Brynna’s chest contracted with fear. This had been the only way in to the camp when they’d arrived, and the fire was behind them as well. They were trapped.
Dev had been flying one of the planes, specially equipped to spray chemicals, when he got the message via his radio that medical workers were trapped in the fire. He froze for a full minute, then assured himself that Brynna was safe at the hospital. “Come back for refueling and new tanks,” the coordinator said. “We need as many sprayers over the access road as possible.”
“Affirmative.” To reassure himself, he grabbed his phone and dialed her number. There was no answer, but she always shut it off when she was on duty and took only pages. No cell phones were allowed in the hospital.
He called the hospital and asked for her.
“Dr. Holmes has been at the encampment since yesterday,” the woman who answered told him, the unmistakable edge of fear in her voice. “We just got news that the medical teams are trapped.”
Dev approached the temporary landing strip where one plane was already heading back out.
“Who is trapped?” he asked the flight coordinator over the headset. “Do you have names?”
“Don’t know. There are four vehicles trapped on the road. Reports say they belong to the medical volunteers who were doing triage.”

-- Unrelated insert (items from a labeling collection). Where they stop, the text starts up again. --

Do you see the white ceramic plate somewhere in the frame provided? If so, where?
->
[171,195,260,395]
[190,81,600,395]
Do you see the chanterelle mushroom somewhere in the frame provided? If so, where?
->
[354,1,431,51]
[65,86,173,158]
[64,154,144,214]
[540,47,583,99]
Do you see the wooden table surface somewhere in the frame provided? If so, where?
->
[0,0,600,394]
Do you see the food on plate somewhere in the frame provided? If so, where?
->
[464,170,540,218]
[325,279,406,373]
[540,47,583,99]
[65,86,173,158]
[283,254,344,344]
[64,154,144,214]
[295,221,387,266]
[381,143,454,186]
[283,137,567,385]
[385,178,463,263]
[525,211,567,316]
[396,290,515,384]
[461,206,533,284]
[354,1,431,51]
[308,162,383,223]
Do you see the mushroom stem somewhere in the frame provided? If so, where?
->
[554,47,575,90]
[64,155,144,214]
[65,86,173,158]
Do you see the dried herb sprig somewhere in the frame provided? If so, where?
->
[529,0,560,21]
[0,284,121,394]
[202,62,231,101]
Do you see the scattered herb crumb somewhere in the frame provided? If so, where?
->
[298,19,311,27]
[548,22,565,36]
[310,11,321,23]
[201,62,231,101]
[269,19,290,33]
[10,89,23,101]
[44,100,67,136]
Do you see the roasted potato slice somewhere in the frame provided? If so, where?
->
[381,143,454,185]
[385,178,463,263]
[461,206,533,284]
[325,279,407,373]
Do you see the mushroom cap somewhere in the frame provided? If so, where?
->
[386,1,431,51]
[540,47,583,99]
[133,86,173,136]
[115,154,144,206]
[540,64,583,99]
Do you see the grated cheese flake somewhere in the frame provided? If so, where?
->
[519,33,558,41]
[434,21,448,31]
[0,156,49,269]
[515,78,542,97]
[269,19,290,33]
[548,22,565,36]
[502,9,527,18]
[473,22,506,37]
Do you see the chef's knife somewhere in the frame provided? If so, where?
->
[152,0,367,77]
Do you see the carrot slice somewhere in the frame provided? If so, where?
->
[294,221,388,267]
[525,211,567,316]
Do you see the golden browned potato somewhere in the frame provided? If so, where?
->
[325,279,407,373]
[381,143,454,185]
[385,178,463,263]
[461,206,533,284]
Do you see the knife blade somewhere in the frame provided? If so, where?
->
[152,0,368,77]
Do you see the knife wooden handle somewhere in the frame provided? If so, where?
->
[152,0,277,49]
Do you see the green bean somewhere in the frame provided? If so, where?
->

For a moment, he couldn’t breathe. Life didn’t matter in the least if anything happened to Brynna. Terror twisted his heart and made his ears pound with the rush of adrenaline. She was trapped on that road, directly in the path of the fire.
Chapter Twenty-Four
Dev checked his coordinates and made his second sweep over the area where the access road was supposed to be. He knew it was down there, but he was flying blind through the smoke. The team effort had to be well linked or a midair catastrophe could occur.
For those few seconds that he could see nothing but dense gray smoke, it felt as though he was the only person on earth. He had to overcome the gnawing uncertainty of what was ahead, swallow the panic and trust his gut instinct and the instruments. “This is just like flying through fog,” he told himself aloud.
As the chemicals doused the fire, more smoke curled behind him, and he broke out of the blind area. He had enough in the tanks for one more pass, so he checked with the coordinator before taking another sweep.
This time, the billowing clouds of gray had dispersed on the wind enough to allow him a clear view of a stretch of curving road, the foliage on both sides blackened.
Through the break in the dense cover, he spotted several vehicles; one, a van, had a tree lying across the hood and windshield. Ahead of it were rescue vehicles, red lights flashing. A bleak scene.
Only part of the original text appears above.